The other threads I've done show what total advance the engine likes at various conditions- but you're right, building a map from that info was not specifically covered. The reason for that is that there are a few ways to derrive that value. For example - If you know through testing that your engine is making the best power at your normal cruise altitude, and lets just say that's 22 inches and 2500 RPM, perhaps the total advance is 31 degrees. Well, since the total advance is a composite of the RPM setting and the MP setting, there's plenty of options to add RPM and MP to equal timing. Personally, I like to play with MP as the real workhorse of the tuning so my RPM advance tops out at a conservative data plate value of 25 degrees, all in by 2000 RPM. With the RPM value established as 25 degrees at all realistic flight RPM settings, I can concentrate on the level of load the engine is under - and thats MP. So in our example above, I'd target the total advance value and "back into" the MP setting. Since I want 31, already have 25 (from the RPM), then my target MP setting is 6 degrees advanced at 22 inches. 25 degrees RPM + 6 degrees MAP = 31 degrees total. But one data point does not build an ignition curve, you say... Correct. So lets look at a few more points of interest. I know through testing that a max effort takeoff at sea level does not require even close to the data plate value of advance, so I target a negative (retard) value at 30 inches. Lets call it -3 for example. So on takeoff we are maxed out on RPM advance (25 degrees) AND have reached 30 inches (-3 degrees). 25-3= 22 degrees total. There's another data point on the curve. Another performance goal is a smooth idle, so lets hit that one up for another data point. With the engine running at idle and warm, its easy to punch up the advance (I'd use the LOP setting for this test) until the engine RPM peaks and otherwise "seems" happy. Theres a pretty good chance that you will be able to move the RPM several hundred just by advance alone. Pick a condition you like, note the MP and total advance, then derrive the MP setting by subtracting the known RPM value from the total. Lets say this MP value is 14 inches and the advance is 15 degrees. There's one more point on your MP curve. So far we have:
14 inches = 15 degrees advance
22 inches = 6 degrees advance
30 inches = 3 degrees retard
These are 3 "hard" points on my curve, and the rest I simply filled in with a natural slope. The more data points you have, the more accurate the curve, obviously. But I'm really only concerned about these few conditions since this is where the engine spends 99% of its life. As I build time in other regions, I'll go back and refine the curve a bit.

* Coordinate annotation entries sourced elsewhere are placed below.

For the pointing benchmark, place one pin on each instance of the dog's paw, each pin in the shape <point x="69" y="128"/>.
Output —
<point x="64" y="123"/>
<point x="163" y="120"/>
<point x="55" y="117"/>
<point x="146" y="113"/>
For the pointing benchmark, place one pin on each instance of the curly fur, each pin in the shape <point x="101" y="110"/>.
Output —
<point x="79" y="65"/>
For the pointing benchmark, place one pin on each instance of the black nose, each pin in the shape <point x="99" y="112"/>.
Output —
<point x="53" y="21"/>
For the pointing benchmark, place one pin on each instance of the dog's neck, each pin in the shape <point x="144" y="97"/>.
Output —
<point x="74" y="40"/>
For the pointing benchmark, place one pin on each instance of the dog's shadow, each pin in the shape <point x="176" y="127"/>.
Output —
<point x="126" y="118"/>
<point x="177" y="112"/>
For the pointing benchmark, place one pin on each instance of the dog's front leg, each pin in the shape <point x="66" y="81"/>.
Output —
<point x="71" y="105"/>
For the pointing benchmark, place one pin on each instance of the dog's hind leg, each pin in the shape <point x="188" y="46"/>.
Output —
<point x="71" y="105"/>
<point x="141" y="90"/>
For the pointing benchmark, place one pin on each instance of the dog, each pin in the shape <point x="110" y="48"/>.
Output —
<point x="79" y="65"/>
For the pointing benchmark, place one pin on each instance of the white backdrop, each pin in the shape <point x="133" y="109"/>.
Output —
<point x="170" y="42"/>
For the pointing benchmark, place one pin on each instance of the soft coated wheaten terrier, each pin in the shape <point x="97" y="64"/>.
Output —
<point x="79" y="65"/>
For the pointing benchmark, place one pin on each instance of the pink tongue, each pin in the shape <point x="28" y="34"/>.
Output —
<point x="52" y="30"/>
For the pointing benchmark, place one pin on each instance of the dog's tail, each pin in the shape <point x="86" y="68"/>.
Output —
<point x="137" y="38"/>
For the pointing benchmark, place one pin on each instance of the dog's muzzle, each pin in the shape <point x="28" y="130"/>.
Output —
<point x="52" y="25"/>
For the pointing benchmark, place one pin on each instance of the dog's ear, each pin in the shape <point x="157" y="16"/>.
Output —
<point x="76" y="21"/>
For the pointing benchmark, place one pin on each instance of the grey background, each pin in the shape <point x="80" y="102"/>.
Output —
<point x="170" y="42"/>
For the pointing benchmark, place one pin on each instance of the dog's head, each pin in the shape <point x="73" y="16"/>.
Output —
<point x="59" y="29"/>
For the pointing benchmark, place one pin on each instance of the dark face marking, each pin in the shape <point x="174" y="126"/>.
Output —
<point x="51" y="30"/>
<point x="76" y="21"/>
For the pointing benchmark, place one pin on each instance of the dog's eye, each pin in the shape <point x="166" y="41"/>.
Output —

In the interst of full disclosure, this is contrary to Ross' recommendations and there are some good reasons for that. If you have 25 degrees available with RPM as well as 15 degrees with MP, then if you find yourself where both of those conditions are met, then you are going to see 25 + 15 = 40 degrees total. And that does happen in my airplane durring a descent into the pattern where the throttle is closed enough to pull the MP down to the max value and RPM is above 2000 (my "all in" value). There's no detonation danger in such a condition and its not going to hurt anything, but 40 degrees is completely unnecessary. Its a harmless, but annoying byproduct of my tuning scheme. However, it does show that you need to think things through before plugging in these values.